Still thinking about Min/Max...
Not to supersede the excellent answer from Gordon Linoff, but there's a little more work involved to accurately emulate the AVG(), COUNT(), and SUM() functions. (The answer for the MIN and MAX functions in Gordon's answer are spot on.)
There's a corner case when the table is empty. In order to emulate the SQL aggregate functions, we need our query to return a single row. But at the same time, we need a test of whether or not the table contains at least one row.
Here's a query that is a more precise emulation:
-- create an empty table
CREATE TABLE `foo` (col INT);
-- TRUNCATE TABLE `foo`;
SELECT IF(s.ne IS NULL,0,s.rn) AS `COUNT(*)`
, IF(s.cc>0,s.tc,NULL) AS `SUM(col)`
, IF(s.cc>0,s.tc/s.cc,NULL) AS `AVG(col)`
FROM ( SELECT v.rn
, v.cc
, v.tc
, e.ne
FROM ( SELECT #rn := #rn + 1 AS rn
, #cc := #cc + (t.col IS NOT NULL) AS cc
, #tc := #tc + IFNULL(t.col,0) AS tc
FROM (SELECT #rn := 0, #cc := 0, #tc := 0) c
LEFT
JOIN `foo` t
ON 1=1
) v
LEFT
JOIN (SELECT 1 AS ne FROM `foo` z LIMIT 1) e
ON 1=1
ORDER BY v.rn DESC
LIMIT 1
) s
NOTES:
The purpose of the inline view aliased as e is to give us a way to determine whether or not the table contains any rows. If the table contains at least one row, we'll get a value of 1 returned as column ne (not empty). If the table is empty, that query won't return a row, and e.ne will be NULL, which is something we can test in the outer query.
In order to return a row, so we can return a value, like a 0 for a COUNT, we need to insure that we return at least one row from the inline view v.

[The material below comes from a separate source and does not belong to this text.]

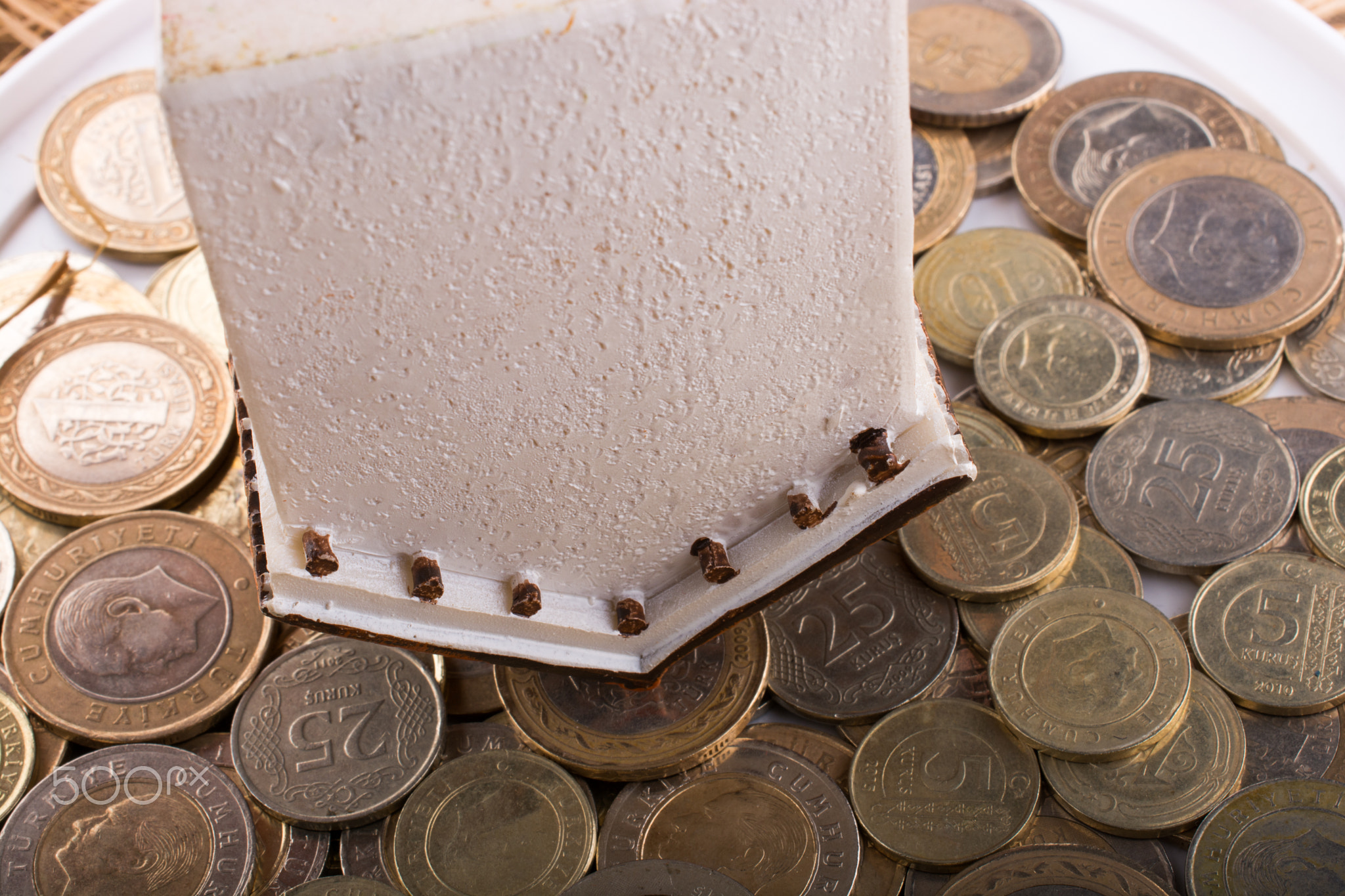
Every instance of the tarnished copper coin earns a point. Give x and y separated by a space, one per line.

Since we are guaranteed exactly one row from the inline view aliased as c (which initializes our user defined variables), we'll use that as the "driving" table for a LEFT [OUTER] JOIN operation.

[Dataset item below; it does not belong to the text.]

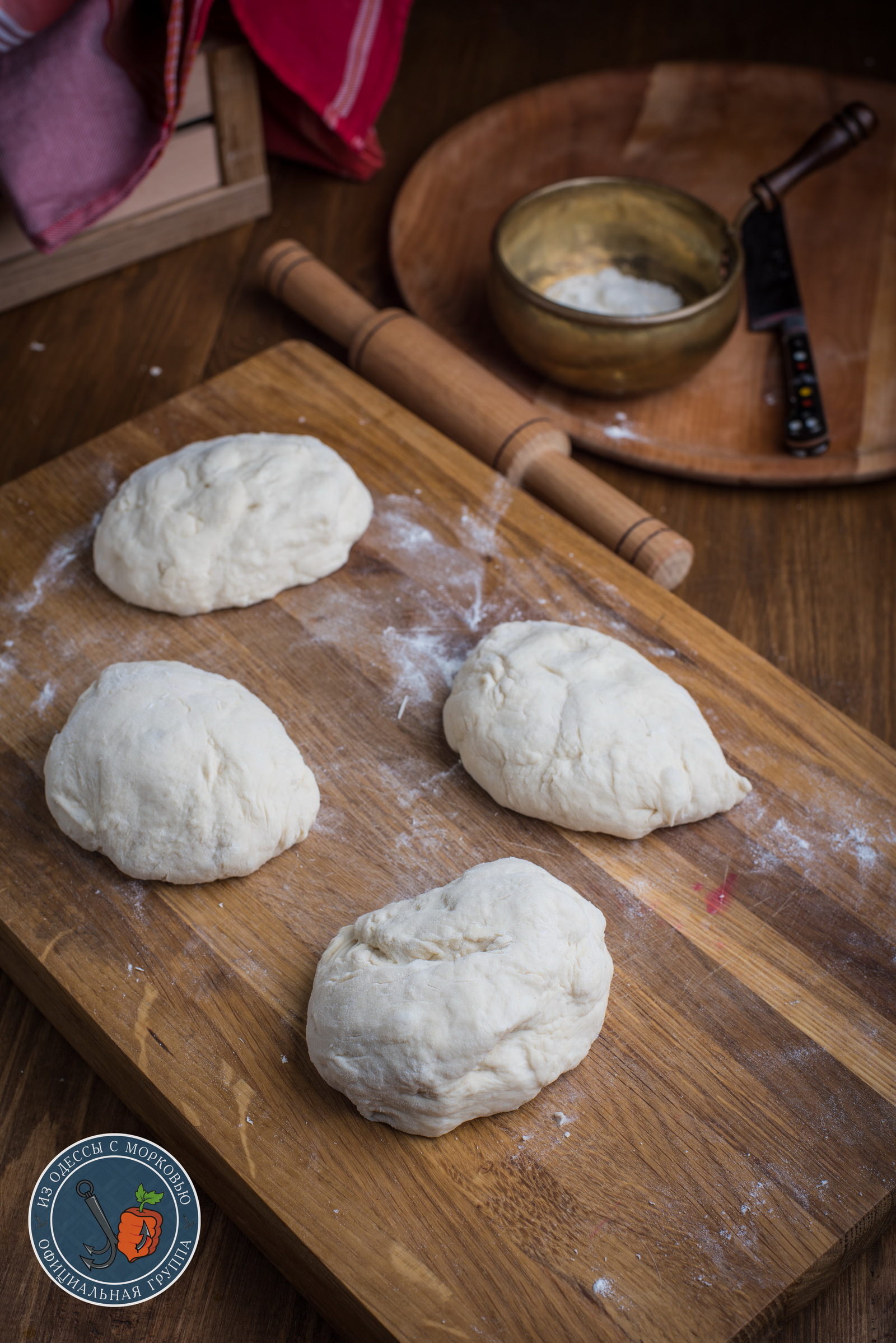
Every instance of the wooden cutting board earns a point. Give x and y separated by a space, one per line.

But, if the table is empty, our our row counter (#rn) coming out of v is going to have a value of 1. But we'll deal with that, we have the e.ne we can check to know if the count should really be returned as 0.

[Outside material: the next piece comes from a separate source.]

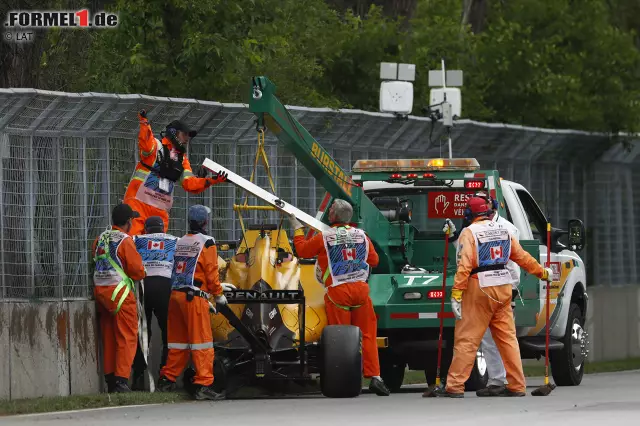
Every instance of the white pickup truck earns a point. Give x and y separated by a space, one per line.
408 303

In order to calculate the average, we can't divide by the row counter, we have to divide by the number of rows where col was not null. We use the #cc user defined variable to keep track of the count of those rows.
Similarly, for the SUM (and the average) we need to accumulate only the non-NULL values. (If we were to add a NULL, it would turn the whole total to NULL, basically wiping out are accumulation. So, we're going to do a conditional test to check if t.col IS NULL, to avoid accidentally wiping out the accumulation. And our accumulator is going to be a 0 if there aren't any rows that are not null. But that's not a problem, because we'll make sure we check our #cc to see if there were any rows that were included. We're going to need to check it anyway, to avoid a "divide by zero" issue.
To test, run against the empty table foo. It will return a count of 0, and NULL for SUM and AVG, equivalent to the result we get from:
SELECT COUNT(*), SUM(col), AVG(col) FROM foo;
We can also test the query against a table containing only NULL values for col:
INSERT INTO `foo` (col) VALUES (NULL);
As well as some non-NULL values:
INSERT INTO `foo` (col) VALUES (2),(3),(5),(7),(11),(13),(17),(19);
And compare the results of the two queries.
This essentially the same as the answer from Gordon Linoff, with just a little more precision to work around the corner cases of NULL values and the empty table.